Hakeem waved his hand dismissively and interrupted “Mr. Banwo,” he said in a bored voice as if he was explaining a more than obvious point to a dimwit, reading his name off the card “as I have told your wife here, I understand perfectly. But the truth is that every patient feels their own case is an emergency, even the ones with mere headaches and tries to influence us to break protocols for them. It is the Nigerian way, but it is one of our jobs to maintain this order. Hence…”

This idiot was comparing this to a mere headache? Derin couldn’t control himself any longer. “What the fuck are you saying dude! Are you not a doctor? Do six month old babies develop boiling point temperatures over thirty minutes for regular ordinary ailments? You could do your job with some sense and at least take a frigging look at the baby!”

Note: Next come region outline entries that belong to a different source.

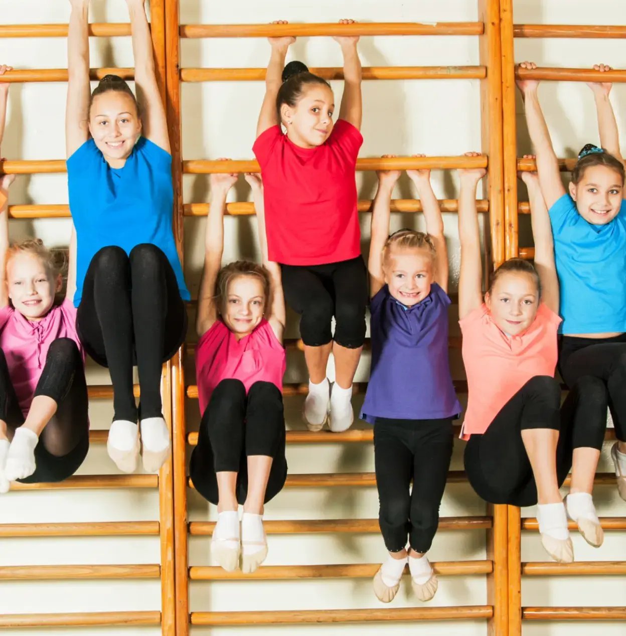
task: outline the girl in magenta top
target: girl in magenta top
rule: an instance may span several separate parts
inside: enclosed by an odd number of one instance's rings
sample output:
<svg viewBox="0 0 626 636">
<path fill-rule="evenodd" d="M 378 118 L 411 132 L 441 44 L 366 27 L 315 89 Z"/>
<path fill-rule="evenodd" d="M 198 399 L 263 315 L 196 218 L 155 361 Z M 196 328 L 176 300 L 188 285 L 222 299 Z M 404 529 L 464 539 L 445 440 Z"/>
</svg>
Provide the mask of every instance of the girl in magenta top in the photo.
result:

“Mr. Banwo, that is no way to talk to me, I am doing my job by being here and sorting the hullabaloo that you and your equally uncultured wife have raised here. I will not be insulted by your likes. Mr. Banwo…”

“Do not Mr. Banwo me! You are an insensitive clod of cold steel, the whole lot of you. This is not the hospital I remember this place to be as a kid.”

“Well, it is not the hospital you came to as a kid. Things have changed since my father handed over the running of the place to me. I have made some changes and run this place differently now, Mr. We are now modern and orderly, and we have systems and protocols we follow strictly. Now if you don’t mind, I have real work to do.”

As if on cue, everyone went quiet. And it was in that sole moment of quiet that they noticed what had eluded them. For as they shouted and quarreled amongst each other, Isaac had become quiet. And he wasn’t having spasms this time, he was still. Awazi screamed.